Barbour ABI Blog

Proptech and the ’Office 2.0’

by Damon Schünmann

Back in November Barbour ABI took a snapshot of the various UK construction markets and spoke to Steve Wignall, MD at Imtech Engineering Services, the second largest M&E specialist in the UK. He said recent discussions with designers revealed how they were already re-examining forthcoming office projects with a view to move away from spaces conceived for traditional rows of desks and how to integrate proptech. “There seems to be a greater proportion of meeting rooms and collaboration space; almost redefining the purpose of an office away from a place where lots of people sit at desks,” he said. “Maybe the offices of the future will be designed very differently – not where lots of people sit nine to five, but more collaboration and meeting facilities.”

So, Barbour ABI took note of this changing wind and talked to two big consultants to garner their bell-weather views.

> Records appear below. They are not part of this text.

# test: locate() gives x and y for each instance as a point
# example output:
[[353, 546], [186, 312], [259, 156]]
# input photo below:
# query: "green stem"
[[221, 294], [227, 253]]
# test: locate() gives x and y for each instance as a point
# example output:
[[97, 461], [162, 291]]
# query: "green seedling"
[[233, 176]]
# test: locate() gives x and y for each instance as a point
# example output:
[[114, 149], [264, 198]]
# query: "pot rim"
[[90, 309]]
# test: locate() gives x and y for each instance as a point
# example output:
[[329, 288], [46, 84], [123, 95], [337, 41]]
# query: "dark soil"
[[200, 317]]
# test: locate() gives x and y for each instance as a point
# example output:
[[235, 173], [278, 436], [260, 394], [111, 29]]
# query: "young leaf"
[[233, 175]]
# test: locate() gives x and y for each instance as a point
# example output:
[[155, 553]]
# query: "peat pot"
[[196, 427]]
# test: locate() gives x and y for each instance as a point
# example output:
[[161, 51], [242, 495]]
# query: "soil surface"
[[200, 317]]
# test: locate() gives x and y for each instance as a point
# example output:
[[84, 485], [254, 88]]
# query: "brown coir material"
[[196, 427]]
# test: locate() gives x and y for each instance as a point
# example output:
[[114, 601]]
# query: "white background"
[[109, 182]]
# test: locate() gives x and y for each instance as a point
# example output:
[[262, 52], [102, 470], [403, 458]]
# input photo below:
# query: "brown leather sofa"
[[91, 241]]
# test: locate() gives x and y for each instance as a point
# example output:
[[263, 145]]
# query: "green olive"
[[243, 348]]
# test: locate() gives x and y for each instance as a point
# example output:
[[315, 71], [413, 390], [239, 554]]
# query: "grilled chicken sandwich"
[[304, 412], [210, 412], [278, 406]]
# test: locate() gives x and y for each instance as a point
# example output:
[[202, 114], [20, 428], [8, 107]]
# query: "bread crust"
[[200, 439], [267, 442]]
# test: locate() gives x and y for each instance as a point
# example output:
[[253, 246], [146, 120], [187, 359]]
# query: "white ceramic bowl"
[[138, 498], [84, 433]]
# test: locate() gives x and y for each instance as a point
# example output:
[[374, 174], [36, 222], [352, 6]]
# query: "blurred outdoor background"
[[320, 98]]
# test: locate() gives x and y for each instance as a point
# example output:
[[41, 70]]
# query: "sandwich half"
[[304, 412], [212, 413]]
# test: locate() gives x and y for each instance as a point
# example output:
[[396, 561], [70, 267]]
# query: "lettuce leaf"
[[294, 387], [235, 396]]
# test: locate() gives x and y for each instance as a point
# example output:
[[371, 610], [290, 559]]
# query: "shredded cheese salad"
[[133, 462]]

Philip Bentley is EUNA property director at Mott MacDonald and manages the consultant’s own real estate portfolio. While the firm is in the business of building design, in an example of a doctor curing themself, he outlines how the company is transforming its own UK footprint for its portfolio of over 30 buildings that encompasses about 450,000 square feet.

The Covid Accelerant

About 20% of Mott MacDonald’s 6,000 or so UK staff were already employed under flexible and agile working reduced hour, part-time and term-time contracts before the global pandemic struck. But this arrangement was but a prelude to changing work patterns. “I don’t think there is a post Covid world but it has been an accelerator and [in terms of living with it],” says Bentley. “We did a staff survey last May where we found 60 per cent wanted a mixture of home and office working, 20 per cent wanted to still mainly work in the office and 20 per cent want to work predominantly from home. So the two to three per cent of our workforce that was going to be home working [pre-Covid] is going to rise significantly and the agile workforce is going to rise massively from 20 to 60 per cent.”

People Per Desk

It’s clearly a factor that will markedly impact desk usage, layouts and estate square footage. In Mott MacDonald’s case, Bentley had been analysing the firm’s requirements for several years and he paints a picture of a landscape in flux. “When I took this role on five years ago we were at around 0.88 people per desk. We then started taking new space at one person per desk and then moved to 1.2 people.”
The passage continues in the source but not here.